Re: Unicode Bidi Algorithm – Java reference implementation

2016-09-19 Thread Philippe Verdy
I note that there's a confusion in the introduction of UAX#9:

"On web pages, the explicit directional formatting characters (of all types
– embedding, override, and isolate) should be replaced by using the dir
attribute and the elements BDI and BDO."

The suggested replacements do not match the order of the listed types.
- embedding (with LRE/PDF or RLO/PDF) just uses the dir="ltr/rtl" attribute
on any element (except BDI and BDO)
- override (with LRO/PDF or RLO/PDF) uses BDO with
the dir="ltr/rtl" attribute
- explicit isolate (with LRI/PDI or RLI/PDI) uses BDI with
the dir="ltr/rtl" attribute
- "automatic" isolate (with FSI/PDI) uses BDI without any dir attribute

Two implicit directional characters (LRM or RLM) are also convertible to
overrides as an empty BDO element with dir="ltr/rtl". Only ALM has no
equivalent.



But for most cases, HTML documents should simply not use embedding or
override at all, isolates with BDI are much prefered and are in fact
simpler to manage than what section 6.4 suggests (this suggestion using RLM
or LRM before the separating punctuation does not work reliably as it
implies that you can predict the implicit reading direction of the whole
list, whose ordering is normally depending on the context or the document
containing the list. It is much simpler to isolate each list element and
then pack the list using the unmarked punctuations.

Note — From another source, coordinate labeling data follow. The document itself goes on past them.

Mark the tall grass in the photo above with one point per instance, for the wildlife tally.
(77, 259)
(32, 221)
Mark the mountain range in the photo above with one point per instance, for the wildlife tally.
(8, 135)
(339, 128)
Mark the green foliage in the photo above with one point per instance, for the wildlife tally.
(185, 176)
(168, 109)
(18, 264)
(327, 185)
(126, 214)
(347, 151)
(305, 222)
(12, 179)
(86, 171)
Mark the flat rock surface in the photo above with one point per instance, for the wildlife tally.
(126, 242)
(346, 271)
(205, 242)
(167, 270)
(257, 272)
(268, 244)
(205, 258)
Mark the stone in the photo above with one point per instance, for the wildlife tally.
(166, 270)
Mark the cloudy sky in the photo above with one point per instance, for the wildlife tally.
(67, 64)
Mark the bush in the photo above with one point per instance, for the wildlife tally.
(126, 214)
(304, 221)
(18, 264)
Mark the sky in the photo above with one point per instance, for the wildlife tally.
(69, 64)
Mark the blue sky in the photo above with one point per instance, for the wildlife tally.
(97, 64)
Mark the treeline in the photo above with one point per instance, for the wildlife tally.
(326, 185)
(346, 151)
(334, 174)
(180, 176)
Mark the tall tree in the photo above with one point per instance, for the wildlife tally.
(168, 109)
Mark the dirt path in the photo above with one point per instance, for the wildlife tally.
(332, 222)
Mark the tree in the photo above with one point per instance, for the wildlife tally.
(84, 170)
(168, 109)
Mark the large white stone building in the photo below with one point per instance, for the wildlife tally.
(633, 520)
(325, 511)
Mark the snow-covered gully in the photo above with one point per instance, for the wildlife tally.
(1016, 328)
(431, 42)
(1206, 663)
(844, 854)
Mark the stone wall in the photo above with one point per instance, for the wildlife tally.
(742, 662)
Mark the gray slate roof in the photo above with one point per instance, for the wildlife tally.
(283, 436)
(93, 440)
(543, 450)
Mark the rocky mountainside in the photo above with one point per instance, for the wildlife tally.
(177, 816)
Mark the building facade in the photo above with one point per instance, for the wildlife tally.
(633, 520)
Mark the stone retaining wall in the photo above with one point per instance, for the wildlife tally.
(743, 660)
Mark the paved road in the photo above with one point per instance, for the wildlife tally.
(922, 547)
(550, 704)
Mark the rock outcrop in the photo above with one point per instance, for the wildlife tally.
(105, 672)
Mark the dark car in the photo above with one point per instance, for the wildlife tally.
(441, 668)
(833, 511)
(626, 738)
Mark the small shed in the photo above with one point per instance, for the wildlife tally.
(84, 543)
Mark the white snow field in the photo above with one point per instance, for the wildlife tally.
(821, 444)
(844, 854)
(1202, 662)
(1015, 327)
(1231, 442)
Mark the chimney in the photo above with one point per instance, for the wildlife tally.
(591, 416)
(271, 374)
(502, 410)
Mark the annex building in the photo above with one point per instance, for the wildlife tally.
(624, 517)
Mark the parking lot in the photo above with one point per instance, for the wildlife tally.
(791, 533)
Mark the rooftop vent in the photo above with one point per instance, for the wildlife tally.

An example of this is found on International wikis thart must display some
inter-language bar to navigate to other translated versions of the same
page: the same template will be used on all pages, and the list of
languages is not predicted and may evolve over time, containing LTR or RTL
language names in unpredictable occurences anywhere in the list,
formatted  with the same separatorwithin a single inline span in a
paragraph starting by a translatable introduction heading, and you cannot
predict which language name will occur after that separator. Using BDI
(without even needing any dir=rtl/trl") or FSI/PDI to isolate each language
name will work much better than using uncondiionnaly some static RLM or LRM
before the separating punctuation (note that there's no such punctuation at
start of the list, so the ordering of the first element is not set
correctly unless there's a RLM or LRM also before that first element, which
may then render incorrectly).

The best and most flexible solution is to use "automatic" isolates for each
list item (with FSI/PDI in plain-text documents, or BDI elements without
any dir attribute in HTML documents). The same is also true when inserting
quotations (including when giving the title of another document, or the
name of an author) or for formatting translatable text containing
"placeholder variables" whose content will be generated separately. BDI
elements without any dir attribute can efficiently replace SPAN elements,
and can still have their own optional formatting styles (colors, font
families, font size, line height, font styles and weight, visual
effects...), or title attributes (to give hints to readers about what the
isolate value will be used for), or identifier (useful to generate stable
anchors that work across all translations of the document).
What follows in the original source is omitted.